I’ve not been reporting or analyzing on the current state of the financial meltdown very much in the last week.  That’s at least in part because things are moving so fast at the moment and statements are coming from so many different quarters, it’s difficult to keep up with in a meaningful way.  I don’t see any reason to add to the din unless I can provide something on the order of a coherent statement, which at the moment is difficult.

But one thing I can say for certain is that the speed of the recovery effort is more troubling than the speed of the crisis, at the moment.  There’s lots of big headlines and breathless discussion in the media, but let me say that no one in a position of authority should have been surprised by what is happening now.  The subprime/ARM mortgage meltdown has been going on for eight months and it is on the basis of commoditized mortgages that a lot of wealth has been built which is now disintegrating.  Where were all these leaders while Secretary Paulson was handing out bailouts?  Where were the big questions that might have provided us a more organized solution?

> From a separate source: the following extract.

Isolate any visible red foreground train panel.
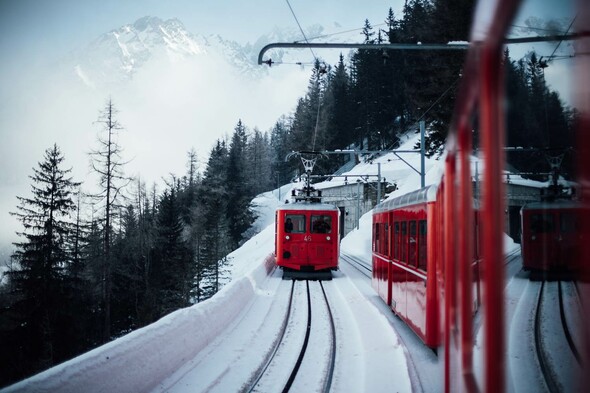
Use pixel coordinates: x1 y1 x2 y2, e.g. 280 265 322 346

And now that we’re trying to come up with a national solution to a problem, I am drearily unsurprised to see that the problem at hand is largely rich people losing money.  No one cared when some grubby poor people were losing thier homes, but now that large bank executives are in danger of losing their yachts, it’s all hands on deck.  So, now the Congress is expected to hand over $700bn dollars to the White House that brought us Katrina and Iraq without strings.

Here’s a question that’s worth asking: what, precisely, is the purpose of all these billions of dollars?  Irrespective of what we do in the short run, there is nothing more fundamental to this crisis than the fact that all of the wealth accumulated in the last ten years or so was built on an entirely false pretense: the notion that these mortgages were going to be paid off.  No matter what we do in the next three months, a breathtakingly large portion of global wealth is about to evaporate.  Irrespective of whom does the selling – the government or the banks – the bad debts which are the basis of the problem will necessarily be sold at fire-sale prices.

The plan as far as I can tell is that the White House wants to buy up bad debt – whose value is in free-fall – from banks at a fixed price.  Guess whom that benefits?  If you guessed “the banks,” you’re spot-on.  Because we’re never going to get our $700bn back from selling those assets.  It’s like buying a bag of over-ripe bannanas.

I think Hank Paulson is a genuinely disciplined and principled person, based on what I know of him and what I see of him in interviews.  I’m watching him on This Week right now, and there’s no question he’s freaked out, but he’s clearly trying his best to solve a problem for which there are no easy answers.  And of course, if it’s up to you to solve the problem, you’d want as few strings attached to the money you need just in case the first idea doesn’t work the way you’d hoped.

But it’s worth all of us taking a breather for a moment and considering how we got here and whether what we’re doing is going to improve the future.  In my estimation, without stipulating some sort of reforms in addition to the bailout, we are doing very little for our future much past the first ten years when such “superfunds” and mortgage-based investments will be highly unappetizing to “the market.”